Saturday, May 26, 2018

Foxed By Thought

April 14, 2010 by  
Filed under Prose

Before explaining why I think animals ‘Think’, and my admiration for one animal, an old dog fox, it is necessary to set the scene, to make it easier to visualise his actions.

The quiet and beautiful setting in the English Cotswolds, with its small fields, quiet country roads where stone walls replace hedges and fences, at a point just short of the little hamlet where i lived the narrow road was bisected by another forming a perfect cross with the roads running North, South, East and West, each with it’s old stone wall boundary.My Bungalow on the southern road enjoyed a view over the countryside, the northern road lead back to the nearest town. The eastern road passed through a pig farm, and then meandered off to other farms.The road to the west was the interesting one, about a 100 yards from the cross roads,on one side was a small copse just a few trees, and some scrub bushes.This was the chosen place for an old dog fox to lay up and sleep during daylight hours. When he was in rsidence it was possible when walking down the road to smell that unmistakeable pungent aroma of fox.Inevetably this meant that a member of the local hunt knew that when they next assembled in the area, they could be sure of finding a fox to chase.

On this particular morning the hunt assembled, but before they could get started, the fox was off across the field getting a good start on the hounds. Eventually the Huntsman put his hounds into the copse, and in no time they had picked up the trail and were off in hot pursuit followed by the riders all whooping and hollering.

You can imagine my surprise when about 45 mins. later I heard the hounds returning from the direction of the pig farm on the eastern side. Then I saw the fox coming through the pig farm, and apparently running aimlessly in and around the pig sheds, before coming back to the crossroads and the copse where it had all started from.He looked a bit blown with his tongue hanging out, but still full of running. I had now been joined by my friend Poacher Bill, who seemed quite excited, he grabbed my arm muttering,’Now young un, watch this and learn summat’
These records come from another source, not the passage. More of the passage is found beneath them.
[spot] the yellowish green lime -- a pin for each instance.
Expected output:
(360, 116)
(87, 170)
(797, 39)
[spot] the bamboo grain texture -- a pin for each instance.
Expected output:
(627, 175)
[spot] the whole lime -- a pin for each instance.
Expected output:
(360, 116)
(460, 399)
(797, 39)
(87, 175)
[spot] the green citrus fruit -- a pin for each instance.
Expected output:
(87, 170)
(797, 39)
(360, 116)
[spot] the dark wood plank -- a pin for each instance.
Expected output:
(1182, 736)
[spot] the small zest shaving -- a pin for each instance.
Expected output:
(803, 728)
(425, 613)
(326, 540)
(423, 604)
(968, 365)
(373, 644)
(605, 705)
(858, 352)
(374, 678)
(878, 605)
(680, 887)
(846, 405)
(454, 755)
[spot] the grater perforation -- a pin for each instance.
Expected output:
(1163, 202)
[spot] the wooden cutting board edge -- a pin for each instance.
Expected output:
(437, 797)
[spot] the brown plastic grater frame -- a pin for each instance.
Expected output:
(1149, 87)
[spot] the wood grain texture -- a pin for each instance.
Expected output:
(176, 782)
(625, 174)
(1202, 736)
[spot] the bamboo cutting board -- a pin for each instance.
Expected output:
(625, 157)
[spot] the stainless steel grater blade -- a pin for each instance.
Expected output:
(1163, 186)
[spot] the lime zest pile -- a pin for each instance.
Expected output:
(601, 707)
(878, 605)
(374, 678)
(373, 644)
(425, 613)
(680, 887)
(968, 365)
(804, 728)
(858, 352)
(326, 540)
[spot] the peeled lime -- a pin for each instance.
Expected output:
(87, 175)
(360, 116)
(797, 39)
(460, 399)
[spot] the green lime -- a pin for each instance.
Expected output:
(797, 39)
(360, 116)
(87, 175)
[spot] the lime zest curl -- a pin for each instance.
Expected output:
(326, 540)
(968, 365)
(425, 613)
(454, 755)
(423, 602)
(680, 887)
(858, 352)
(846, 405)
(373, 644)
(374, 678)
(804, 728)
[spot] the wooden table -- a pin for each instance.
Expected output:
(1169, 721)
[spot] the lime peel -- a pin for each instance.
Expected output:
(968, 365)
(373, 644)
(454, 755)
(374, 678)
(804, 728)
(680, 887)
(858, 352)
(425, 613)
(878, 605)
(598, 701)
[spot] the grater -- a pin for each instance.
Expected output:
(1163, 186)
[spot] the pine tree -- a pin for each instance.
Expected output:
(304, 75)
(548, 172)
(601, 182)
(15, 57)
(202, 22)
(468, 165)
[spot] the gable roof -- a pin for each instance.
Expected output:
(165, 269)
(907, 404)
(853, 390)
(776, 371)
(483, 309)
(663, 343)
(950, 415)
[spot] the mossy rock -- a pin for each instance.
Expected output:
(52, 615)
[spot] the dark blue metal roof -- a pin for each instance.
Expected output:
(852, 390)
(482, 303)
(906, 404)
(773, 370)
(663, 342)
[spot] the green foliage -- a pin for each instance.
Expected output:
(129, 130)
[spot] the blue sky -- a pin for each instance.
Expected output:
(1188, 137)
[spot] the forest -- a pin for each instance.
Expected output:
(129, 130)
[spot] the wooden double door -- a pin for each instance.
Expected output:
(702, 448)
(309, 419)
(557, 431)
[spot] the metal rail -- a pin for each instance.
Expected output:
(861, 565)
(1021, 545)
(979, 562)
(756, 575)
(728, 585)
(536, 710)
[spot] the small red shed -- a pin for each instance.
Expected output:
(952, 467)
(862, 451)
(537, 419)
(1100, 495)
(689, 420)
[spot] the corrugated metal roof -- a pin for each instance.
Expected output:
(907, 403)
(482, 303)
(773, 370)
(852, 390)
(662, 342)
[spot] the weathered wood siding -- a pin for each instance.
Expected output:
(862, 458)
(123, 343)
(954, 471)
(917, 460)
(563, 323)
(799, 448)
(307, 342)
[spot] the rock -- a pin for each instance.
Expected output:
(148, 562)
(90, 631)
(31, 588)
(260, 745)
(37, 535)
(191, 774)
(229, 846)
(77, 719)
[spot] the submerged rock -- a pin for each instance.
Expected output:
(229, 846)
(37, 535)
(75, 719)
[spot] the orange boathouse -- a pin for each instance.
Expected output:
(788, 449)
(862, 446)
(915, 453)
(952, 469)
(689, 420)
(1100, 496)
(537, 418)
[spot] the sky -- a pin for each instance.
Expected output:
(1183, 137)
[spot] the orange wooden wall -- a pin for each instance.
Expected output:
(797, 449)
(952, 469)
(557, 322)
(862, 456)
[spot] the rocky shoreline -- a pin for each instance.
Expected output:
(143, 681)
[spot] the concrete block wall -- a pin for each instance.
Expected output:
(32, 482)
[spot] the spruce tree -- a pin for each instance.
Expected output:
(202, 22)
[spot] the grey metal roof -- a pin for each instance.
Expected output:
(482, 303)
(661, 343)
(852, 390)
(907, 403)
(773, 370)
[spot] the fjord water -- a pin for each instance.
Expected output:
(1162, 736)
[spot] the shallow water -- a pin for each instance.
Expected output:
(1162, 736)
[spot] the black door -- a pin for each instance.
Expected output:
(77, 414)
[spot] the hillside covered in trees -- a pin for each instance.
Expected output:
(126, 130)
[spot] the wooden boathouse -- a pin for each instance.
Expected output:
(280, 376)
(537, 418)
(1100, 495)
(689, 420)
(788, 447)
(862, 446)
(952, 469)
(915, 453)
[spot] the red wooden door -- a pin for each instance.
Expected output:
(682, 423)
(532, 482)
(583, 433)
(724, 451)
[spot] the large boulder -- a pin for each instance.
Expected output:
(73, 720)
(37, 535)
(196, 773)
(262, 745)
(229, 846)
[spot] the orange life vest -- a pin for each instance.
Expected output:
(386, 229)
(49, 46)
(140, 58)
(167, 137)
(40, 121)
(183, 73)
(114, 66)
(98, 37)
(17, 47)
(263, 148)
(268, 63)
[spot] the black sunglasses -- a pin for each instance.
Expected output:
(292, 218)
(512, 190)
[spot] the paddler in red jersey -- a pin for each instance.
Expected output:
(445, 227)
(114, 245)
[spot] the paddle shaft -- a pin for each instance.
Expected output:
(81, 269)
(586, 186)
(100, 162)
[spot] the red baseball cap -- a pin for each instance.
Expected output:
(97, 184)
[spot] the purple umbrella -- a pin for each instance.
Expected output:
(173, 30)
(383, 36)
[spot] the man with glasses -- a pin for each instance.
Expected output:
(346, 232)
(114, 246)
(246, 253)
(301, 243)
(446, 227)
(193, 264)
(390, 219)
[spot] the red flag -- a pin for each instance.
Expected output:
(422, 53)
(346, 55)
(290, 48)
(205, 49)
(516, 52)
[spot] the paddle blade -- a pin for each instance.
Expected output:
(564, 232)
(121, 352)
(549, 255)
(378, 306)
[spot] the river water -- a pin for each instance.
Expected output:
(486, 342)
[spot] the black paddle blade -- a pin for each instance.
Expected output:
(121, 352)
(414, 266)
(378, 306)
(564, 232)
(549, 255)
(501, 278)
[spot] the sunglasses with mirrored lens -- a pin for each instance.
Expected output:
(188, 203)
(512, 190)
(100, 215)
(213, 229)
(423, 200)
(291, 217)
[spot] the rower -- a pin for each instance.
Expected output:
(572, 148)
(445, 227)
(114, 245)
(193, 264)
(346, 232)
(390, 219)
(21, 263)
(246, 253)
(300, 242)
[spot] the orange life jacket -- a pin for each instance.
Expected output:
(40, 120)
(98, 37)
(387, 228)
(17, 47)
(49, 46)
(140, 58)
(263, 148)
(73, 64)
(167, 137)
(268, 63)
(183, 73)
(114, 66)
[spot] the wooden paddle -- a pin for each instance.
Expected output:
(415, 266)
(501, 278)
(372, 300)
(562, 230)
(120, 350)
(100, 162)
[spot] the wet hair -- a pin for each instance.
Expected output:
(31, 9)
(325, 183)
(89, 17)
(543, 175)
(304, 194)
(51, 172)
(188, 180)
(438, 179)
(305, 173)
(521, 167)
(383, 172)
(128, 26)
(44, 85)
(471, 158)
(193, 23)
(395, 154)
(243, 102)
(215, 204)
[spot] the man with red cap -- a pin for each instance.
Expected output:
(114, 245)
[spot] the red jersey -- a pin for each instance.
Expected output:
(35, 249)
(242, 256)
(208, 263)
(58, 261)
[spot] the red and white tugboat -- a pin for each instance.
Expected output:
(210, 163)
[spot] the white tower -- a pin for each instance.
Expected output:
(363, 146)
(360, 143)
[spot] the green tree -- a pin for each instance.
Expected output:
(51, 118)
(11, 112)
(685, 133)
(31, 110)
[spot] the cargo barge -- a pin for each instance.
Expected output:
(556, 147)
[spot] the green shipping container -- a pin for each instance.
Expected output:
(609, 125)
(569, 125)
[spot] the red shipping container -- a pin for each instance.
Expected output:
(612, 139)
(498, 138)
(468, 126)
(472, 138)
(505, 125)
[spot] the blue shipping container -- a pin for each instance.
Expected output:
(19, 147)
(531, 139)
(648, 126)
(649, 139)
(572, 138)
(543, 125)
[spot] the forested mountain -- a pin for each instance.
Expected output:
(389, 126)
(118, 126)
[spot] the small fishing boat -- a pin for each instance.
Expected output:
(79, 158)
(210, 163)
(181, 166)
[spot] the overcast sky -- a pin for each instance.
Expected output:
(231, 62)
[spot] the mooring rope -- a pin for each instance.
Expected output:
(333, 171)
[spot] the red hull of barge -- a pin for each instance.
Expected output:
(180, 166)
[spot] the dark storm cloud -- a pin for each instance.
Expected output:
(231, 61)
The fox entered the copse, came out jumped on top of the wall, then gave an enormous leap rather like an athlete performing the triple jump,finishing up on top of the wall the other side of the road,he then ran along the top of the wall, back to the crossroads, and still running on top of the wall turned right on the north road wall and away.

Old Bill was now unable to contain his joy, ‘ I seed that ould boy do this trick afore, now watch those dogs and fellows in red coats make a damn fool of thereselves’.

The hunt meanwhile had been milling around the pig farm with all it’s confusing smells, they finally picked up the trail, and came streaming toward the crossroads, and into the copse, then to my amazement they suddenly took off, following the trail they had previously taken.

My friend swears that the old fox knew exactly what he was doing,first taking the hunt on a good circular run,then in case he needed more time deliberately confused them in the pig farm, before bringing them back to the start, then running on top of the wall not leaving a ground trail for the hounds to follow.

Do I agree with him? of course I do.